A Rede pretende identificar aspectos chaves e pontos comuns nos dez municípios que conduzam ao caminho da inovação, e estabelecer correlações entre as mesmas, tendo em conta os sectores de actividade e a dimensão de cada cidade e aglomerado, contribuindo para sensibilizar, orientar e demonstrar a importância que conceitos como a mudança, o desafio, a gestão estratégia e a inovação têm no desenvolvimento económico e social de uma região. Para cumprimento das orientações programáticas, a Rede assenta em quatro eixos fundamentais:
- Eixo 1: Consolidar, dinamizar e diversificar a base económica e o tecido empresarial dos territórios integrantes;
- Eixo 2: Construir e afirmar a atractividade urbana das cidades e territórios, assegurando o desenvolvimento do ordenamento e qualificação urbana;
- Eixo 3: Construir e desenvolver territórios e cidades sustentáveis e criativas desenvolvendo uma rede de equipamentos culturais, desportivos, sociais e qualificação dos recursos humanos;
- Eixo 4: Reforçar a capacidade institucional dos municípios e dos territórios, pondo em prática o desenvolvimento e aprofundamento da utilização das novas tecnologias de informação, aos mais variados níveis (territorial, económico, social e cultural), aprofundando as parcerias público-privadas, público-público e territoriais.

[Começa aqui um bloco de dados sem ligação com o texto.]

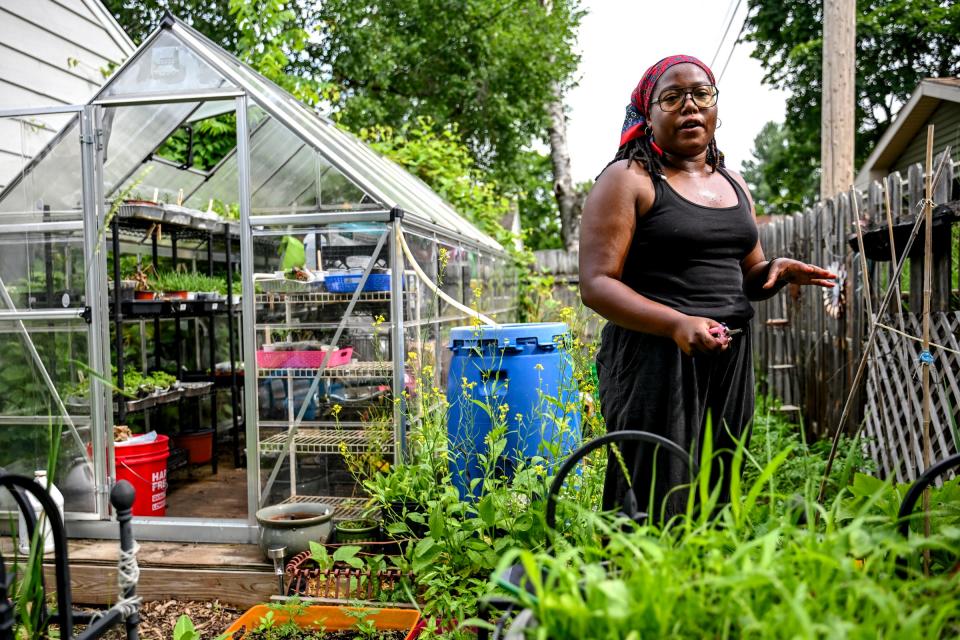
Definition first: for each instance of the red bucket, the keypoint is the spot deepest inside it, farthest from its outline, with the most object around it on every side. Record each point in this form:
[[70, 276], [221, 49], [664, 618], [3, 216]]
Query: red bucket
[[145, 467]]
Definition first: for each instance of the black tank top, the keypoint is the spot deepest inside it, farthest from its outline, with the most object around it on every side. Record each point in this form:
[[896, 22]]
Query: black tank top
[[687, 256]]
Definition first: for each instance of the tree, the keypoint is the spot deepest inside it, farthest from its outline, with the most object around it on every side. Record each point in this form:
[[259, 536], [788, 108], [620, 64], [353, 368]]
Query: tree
[[439, 157], [487, 65], [770, 174], [899, 42]]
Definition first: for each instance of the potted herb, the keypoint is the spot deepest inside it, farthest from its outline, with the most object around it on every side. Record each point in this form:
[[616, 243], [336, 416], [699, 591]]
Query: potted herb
[[360, 530], [402, 494], [295, 621], [173, 284], [347, 574]]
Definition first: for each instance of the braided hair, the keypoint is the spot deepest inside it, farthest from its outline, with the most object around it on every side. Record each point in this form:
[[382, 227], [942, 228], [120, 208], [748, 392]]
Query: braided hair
[[636, 138], [641, 150]]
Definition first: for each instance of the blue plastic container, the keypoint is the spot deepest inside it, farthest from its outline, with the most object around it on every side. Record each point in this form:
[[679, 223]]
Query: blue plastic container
[[522, 372], [348, 282]]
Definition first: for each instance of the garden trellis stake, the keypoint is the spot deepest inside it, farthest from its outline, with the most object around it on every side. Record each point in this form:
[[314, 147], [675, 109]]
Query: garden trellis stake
[[872, 337]]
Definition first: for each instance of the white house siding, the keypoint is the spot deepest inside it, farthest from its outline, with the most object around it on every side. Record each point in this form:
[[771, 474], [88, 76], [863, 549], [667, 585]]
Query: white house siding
[[52, 52]]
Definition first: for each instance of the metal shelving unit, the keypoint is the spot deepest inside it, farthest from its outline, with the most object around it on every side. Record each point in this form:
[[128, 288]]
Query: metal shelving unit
[[353, 371], [142, 221], [328, 441]]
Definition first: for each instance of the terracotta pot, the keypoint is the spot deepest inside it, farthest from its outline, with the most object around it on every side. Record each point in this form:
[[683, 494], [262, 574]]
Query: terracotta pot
[[344, 583], [334, 619], [199, 445]]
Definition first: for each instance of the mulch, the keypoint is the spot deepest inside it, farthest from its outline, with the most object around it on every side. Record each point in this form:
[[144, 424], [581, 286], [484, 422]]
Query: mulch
[[158, 618]]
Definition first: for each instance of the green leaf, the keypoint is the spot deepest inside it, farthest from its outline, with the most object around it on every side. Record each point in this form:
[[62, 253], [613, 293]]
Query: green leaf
[[184, 629], [487, 510], [348, 555]]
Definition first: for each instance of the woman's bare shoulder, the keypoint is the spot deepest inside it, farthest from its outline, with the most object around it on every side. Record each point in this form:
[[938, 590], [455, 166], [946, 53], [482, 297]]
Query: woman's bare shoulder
[[625, 181]]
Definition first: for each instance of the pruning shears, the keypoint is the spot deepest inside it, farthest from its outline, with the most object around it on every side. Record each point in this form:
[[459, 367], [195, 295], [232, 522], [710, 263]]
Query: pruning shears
[[724, 331]]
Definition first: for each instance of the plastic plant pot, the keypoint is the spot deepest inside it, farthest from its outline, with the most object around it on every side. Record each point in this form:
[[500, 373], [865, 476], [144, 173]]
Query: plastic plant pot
[[333, 619], [199, 445], [294, 526], [364, 530]]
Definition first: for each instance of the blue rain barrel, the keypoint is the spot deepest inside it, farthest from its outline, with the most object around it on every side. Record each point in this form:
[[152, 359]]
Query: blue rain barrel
[[518, 376]]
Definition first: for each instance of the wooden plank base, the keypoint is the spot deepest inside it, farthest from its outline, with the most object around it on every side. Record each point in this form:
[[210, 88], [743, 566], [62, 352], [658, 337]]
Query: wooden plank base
[[234, 574]]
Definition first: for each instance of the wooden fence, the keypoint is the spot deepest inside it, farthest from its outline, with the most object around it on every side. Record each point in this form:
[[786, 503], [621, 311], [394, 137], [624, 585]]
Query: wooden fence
[[808, 342]]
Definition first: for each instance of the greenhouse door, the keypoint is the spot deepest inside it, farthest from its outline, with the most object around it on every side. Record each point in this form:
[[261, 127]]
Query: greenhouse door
[[52, 402]]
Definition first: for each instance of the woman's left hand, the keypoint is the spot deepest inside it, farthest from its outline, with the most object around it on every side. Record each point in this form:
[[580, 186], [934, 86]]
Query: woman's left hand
[[800, 273]]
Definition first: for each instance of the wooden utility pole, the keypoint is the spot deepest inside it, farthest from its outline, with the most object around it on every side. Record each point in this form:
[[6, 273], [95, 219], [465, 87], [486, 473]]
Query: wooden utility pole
[[837, 116]]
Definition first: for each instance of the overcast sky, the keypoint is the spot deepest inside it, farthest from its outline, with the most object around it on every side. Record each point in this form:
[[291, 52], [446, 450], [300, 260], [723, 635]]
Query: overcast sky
[[619, 39]]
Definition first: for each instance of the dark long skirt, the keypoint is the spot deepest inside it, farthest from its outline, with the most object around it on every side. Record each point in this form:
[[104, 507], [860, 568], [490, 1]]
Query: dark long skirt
[[648, 384]]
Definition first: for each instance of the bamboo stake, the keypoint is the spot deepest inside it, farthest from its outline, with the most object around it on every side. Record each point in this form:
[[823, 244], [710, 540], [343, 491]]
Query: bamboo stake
[[855, 201], [925, 365], [893, 251], [895, 283], [870, 341]]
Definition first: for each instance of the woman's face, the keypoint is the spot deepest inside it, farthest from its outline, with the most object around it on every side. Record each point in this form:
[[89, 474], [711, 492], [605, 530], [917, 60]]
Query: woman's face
[[688, 130]]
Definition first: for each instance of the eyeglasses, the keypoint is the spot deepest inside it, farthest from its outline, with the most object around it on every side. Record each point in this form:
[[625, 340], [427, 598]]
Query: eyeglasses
[[703, 96]]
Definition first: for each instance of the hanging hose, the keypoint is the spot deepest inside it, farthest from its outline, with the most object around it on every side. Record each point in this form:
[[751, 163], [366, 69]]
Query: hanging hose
[[433, 287]]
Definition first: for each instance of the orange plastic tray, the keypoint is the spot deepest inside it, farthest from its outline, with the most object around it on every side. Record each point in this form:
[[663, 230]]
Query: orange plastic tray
[[333, 619]]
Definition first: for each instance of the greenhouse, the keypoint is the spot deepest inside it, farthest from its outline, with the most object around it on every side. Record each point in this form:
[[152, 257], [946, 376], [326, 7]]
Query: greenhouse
[[256, 315]]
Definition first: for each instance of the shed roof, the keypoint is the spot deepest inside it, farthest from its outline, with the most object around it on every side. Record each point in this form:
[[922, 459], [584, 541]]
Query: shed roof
[[928, 95]]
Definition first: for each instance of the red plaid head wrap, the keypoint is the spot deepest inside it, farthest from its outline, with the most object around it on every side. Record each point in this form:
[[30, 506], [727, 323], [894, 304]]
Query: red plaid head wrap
[[638, 111]]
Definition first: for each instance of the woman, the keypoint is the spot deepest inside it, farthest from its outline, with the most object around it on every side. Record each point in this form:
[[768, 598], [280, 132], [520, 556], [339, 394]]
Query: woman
[[669, 254]]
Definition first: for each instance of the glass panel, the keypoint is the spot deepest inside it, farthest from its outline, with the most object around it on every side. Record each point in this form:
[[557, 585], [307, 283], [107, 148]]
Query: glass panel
[[161, 182], [451, 259], [41, 169], [293, 186], [131, 134], [42, 270], [283, 176], [29, 416], [166, 66]]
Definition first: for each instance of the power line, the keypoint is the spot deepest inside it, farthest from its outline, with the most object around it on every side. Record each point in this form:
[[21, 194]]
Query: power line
[[732, 49], [726, 30]]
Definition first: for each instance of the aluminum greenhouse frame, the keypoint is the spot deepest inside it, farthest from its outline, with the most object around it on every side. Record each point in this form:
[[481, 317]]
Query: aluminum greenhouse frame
[[293, 173]]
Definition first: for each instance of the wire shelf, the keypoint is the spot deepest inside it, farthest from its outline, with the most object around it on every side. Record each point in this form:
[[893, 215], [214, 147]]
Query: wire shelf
[[327, 441], [321, 297], [355, 371], [343, 508]]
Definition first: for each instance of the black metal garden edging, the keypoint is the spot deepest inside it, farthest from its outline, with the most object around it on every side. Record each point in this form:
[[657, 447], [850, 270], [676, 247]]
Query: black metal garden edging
[[916, 490], [525, 618], [611, 438], [126, 611]]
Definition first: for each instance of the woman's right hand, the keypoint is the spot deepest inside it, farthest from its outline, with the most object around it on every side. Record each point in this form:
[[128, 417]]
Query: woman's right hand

A constituição de uma rede de cidades e aglomerados encontra fundamento nas estratégias que têm vindo a ser delineadas para o país e para a região, quer em termos da política de Ordenamento do Território, quer da estratégia de desenvolvimento e promoção da competitividade e da capacidade de diferenciação e inovação das regiões e, mais especificamente, as estratégias traçadas pelo PNPOT - Programa Nacional da Política de Ordenamento do Território, Plano Regional de Inovação do Alentejo e até mesmo do PROT - Alentejo.

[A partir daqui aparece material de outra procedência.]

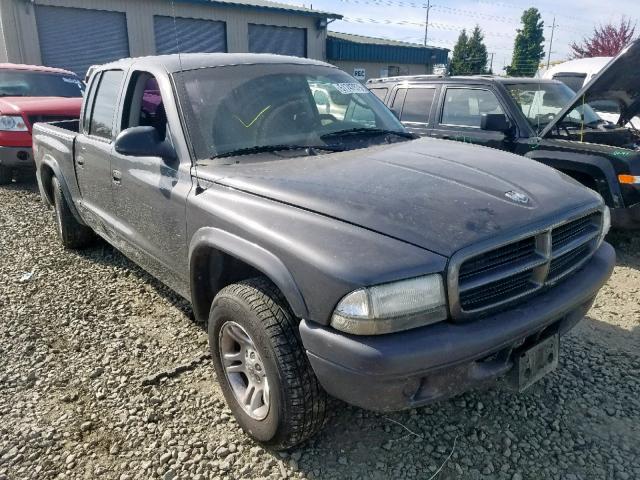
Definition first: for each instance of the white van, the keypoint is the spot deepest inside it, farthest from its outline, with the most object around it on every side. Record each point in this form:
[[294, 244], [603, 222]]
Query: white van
[[577, 73]]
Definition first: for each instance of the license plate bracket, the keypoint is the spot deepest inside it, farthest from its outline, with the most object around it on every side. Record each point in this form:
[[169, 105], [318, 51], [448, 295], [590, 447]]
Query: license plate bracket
[[535, 362]]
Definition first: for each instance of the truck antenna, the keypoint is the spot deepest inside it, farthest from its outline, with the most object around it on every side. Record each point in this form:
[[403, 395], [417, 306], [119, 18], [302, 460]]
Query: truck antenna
[[199, 188]]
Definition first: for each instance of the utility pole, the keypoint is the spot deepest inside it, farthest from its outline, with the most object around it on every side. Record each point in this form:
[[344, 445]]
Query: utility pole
[[426, 23], [553, 29]]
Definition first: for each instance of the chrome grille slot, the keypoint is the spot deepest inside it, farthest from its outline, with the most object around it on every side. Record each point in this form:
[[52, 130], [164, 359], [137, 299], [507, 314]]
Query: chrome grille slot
[[484, 280]]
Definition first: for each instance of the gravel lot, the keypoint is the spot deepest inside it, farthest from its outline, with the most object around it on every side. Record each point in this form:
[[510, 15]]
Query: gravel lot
[[103, 374]]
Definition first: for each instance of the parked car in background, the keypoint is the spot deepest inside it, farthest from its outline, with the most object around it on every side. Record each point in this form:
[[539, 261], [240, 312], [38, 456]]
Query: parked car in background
[[577, 73], [329, 254], [30, 94], [539, 119]]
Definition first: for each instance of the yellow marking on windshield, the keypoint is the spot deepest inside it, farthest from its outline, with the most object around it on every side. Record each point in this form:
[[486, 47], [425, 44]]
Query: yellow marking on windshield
[[247, 125]]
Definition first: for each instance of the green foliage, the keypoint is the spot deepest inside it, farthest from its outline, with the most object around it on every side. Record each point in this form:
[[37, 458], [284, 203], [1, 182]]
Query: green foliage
[[528, 49], [469, 54]]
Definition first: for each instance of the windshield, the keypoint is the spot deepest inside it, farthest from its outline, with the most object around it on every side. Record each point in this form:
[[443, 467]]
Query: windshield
[[541, 102], [15, 83], [234, 109]]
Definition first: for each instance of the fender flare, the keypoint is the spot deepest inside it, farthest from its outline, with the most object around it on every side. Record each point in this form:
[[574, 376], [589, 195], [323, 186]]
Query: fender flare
[[50, 162], [587, 164], [208, 238]]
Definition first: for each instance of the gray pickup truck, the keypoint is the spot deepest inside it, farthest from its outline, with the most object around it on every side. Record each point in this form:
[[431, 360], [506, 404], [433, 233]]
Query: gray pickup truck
[[330, 253]]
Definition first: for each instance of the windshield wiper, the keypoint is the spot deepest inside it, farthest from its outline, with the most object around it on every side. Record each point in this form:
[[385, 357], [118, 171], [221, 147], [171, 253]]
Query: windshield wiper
[[368, 131], [276, 148]]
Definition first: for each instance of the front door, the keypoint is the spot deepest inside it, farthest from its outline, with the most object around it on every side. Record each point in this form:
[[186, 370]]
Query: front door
[[93, 149], [150, 192], [460, 116]]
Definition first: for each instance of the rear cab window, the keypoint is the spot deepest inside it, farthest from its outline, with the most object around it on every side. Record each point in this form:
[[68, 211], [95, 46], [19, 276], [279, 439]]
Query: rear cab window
[[417, 105], [464, 106], [105, 103]]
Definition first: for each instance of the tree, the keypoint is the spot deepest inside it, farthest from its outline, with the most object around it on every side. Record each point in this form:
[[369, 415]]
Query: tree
[[477, 52], [606, 41], [469, 54], [458, 65], [528, 50]]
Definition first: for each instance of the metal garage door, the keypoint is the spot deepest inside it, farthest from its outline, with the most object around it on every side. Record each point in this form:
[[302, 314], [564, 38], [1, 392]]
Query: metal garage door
[[76, 38], [194, 35], [280, 40]]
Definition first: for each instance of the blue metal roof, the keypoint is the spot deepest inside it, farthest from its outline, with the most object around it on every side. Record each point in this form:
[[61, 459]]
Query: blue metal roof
[[265, 5], [357, 48]]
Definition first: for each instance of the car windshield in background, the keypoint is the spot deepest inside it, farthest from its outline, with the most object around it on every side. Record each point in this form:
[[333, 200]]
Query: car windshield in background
[[245, 109], [18, 83], [541, 102]]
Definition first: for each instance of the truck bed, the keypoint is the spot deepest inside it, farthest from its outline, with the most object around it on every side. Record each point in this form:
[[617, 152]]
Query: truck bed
[[53, 152]]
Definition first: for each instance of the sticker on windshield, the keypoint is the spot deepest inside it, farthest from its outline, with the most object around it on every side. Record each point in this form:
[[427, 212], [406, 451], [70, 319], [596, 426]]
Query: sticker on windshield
[[71, 80], [350, 88]]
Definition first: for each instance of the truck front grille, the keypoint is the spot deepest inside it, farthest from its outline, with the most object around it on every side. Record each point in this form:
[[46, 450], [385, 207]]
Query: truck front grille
[[485, 280]]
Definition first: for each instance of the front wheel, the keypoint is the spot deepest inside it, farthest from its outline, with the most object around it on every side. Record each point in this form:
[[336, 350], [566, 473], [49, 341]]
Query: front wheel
[[262, 367]]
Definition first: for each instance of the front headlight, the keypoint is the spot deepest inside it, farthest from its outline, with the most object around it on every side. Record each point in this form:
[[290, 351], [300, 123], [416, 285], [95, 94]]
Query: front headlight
[[606, 224], [12, 123], [392, 307]]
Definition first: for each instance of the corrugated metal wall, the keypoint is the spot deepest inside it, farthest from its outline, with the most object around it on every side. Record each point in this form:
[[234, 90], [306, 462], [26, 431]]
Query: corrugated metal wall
[[279, 40], [189, 34], [76, 38]]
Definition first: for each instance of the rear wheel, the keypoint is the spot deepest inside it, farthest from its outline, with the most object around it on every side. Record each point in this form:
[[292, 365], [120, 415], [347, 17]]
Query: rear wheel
[[72, 233], [261, 365], [5, 175]]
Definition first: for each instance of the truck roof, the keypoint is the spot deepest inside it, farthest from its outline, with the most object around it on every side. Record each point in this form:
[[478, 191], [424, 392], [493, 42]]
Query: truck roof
[[459, 78], [190, 61], [33, 68]]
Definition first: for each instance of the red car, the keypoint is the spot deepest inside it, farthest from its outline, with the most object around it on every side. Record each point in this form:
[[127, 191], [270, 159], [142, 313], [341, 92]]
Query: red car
[[30, 94]]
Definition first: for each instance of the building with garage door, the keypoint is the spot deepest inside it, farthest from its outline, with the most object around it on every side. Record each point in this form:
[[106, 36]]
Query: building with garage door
[[75, 34], [367, 57]]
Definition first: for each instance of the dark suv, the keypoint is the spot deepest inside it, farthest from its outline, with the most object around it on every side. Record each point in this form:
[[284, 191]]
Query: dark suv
[[540, 119]]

Por forma a garantir a exequibilidade e adaptabilidade das acções propostas, assim como implicar no processo de promoção da competitividade e inovação o maior número de actores, considerou-se necessária a participação de algumas entidades relevantes para o desenvolvimento sustentado da região, assegurando a coesão regional e promovendo o estabelecimento de rotinas de partenariado capazes de consolidar boas práticas de relacionamento entre as entidades. Seleccionou-se um conjunto de parceiros que, pela sua relevância quer ao nível da educação/formação dos recursos humanos, quer do posicionamento junto do tecido empresarial da região, fossem entidades facilitadoras/promotoras de competitividade e da diferenciação e inovação regionais. Assim, são parceiros da Rede o Instituto de Emprego e Formação Profissional, Universidade de Évora, Instituto Politécnico de Portalegre, através da Escola Superior Agrária de Elvas, ADRAL - Agência de Desenvolvimento Regional do Alentejo, CEVALOR - Centro Tecnológico para o Aproveitamento e Valorização das Rochas Ornamentais e Industriais, Fundação Alentejo/EPRAL, Sociedade do Parque Industrial de Vendas Novas e APS - Administração do Porto de Sines.

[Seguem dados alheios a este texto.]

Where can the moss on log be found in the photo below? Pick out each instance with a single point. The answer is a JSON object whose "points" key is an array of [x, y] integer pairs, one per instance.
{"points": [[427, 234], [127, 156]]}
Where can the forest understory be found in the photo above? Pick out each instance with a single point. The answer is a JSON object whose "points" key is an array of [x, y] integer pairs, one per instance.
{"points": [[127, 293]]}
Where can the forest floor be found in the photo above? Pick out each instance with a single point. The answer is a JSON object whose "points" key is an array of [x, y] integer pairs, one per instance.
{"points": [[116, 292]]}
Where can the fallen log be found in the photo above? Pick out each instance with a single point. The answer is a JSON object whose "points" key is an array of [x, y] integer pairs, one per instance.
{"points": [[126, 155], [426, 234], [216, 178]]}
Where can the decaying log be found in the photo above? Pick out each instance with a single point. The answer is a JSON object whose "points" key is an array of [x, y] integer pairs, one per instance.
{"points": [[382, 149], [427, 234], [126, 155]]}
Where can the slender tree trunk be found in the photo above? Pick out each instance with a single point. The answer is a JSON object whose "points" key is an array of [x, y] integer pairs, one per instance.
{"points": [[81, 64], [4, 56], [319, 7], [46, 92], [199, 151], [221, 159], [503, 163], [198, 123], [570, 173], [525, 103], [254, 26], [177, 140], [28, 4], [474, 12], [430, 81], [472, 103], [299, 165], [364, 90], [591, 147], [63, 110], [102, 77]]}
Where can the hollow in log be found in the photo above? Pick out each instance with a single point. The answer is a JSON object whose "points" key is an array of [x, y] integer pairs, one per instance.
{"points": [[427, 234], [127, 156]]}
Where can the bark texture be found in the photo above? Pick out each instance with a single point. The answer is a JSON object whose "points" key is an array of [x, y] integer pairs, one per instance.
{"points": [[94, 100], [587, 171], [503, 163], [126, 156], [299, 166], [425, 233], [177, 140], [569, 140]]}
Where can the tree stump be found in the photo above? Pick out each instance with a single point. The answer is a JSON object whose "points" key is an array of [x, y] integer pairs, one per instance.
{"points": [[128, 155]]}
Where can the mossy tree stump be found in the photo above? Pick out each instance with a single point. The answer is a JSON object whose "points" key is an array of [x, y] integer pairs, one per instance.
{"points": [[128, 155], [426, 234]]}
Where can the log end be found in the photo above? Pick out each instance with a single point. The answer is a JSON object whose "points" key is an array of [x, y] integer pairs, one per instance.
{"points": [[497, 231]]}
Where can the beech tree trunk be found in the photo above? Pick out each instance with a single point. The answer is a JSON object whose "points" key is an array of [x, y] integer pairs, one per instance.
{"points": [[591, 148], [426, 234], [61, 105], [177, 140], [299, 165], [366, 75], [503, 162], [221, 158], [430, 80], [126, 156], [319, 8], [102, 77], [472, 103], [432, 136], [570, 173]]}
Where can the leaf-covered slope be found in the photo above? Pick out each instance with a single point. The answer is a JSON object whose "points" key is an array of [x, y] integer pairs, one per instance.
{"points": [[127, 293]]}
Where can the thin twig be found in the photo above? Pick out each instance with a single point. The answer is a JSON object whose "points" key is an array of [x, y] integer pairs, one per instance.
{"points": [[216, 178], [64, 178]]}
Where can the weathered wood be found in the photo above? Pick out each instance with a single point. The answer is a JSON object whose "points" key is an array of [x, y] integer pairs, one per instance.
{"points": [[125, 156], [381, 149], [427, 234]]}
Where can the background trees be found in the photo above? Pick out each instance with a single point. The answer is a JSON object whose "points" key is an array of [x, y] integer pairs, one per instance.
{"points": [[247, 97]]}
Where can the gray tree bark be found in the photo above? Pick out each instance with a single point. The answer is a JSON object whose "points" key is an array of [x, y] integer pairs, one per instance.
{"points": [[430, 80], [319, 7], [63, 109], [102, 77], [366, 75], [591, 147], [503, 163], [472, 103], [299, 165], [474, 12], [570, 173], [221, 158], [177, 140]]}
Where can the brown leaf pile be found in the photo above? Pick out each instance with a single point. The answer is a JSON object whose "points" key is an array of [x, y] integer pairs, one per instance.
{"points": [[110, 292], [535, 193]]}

O município líder da Rede é o Município de Évora, considerado pelo PNPOT como cidade estruturante do sistema urbano nacional e pelo PROT - Alentejo como centro urbano regional polarizador do sub-sistema urbano central e como âncora do eixo Lisboa-Elvas/Badajoz, tratando-se da cidade alentejana com maior efectivo populacional, com 40 mil habitantes. No que diz respeito a Borba, a importância em sectores das fileiras tradicionais como o mármore, vinho e azeite, conferem potencialidades de desenvolvimento económico relevantes no contexto regional, apresentando como factores de destaque a integração na “rede comunitária de banda larga”, o cluster dos vinhos e das rochas ornamentais, a I&D na área das rochas ornamentais e o património e turismo de lazer e gastronomia.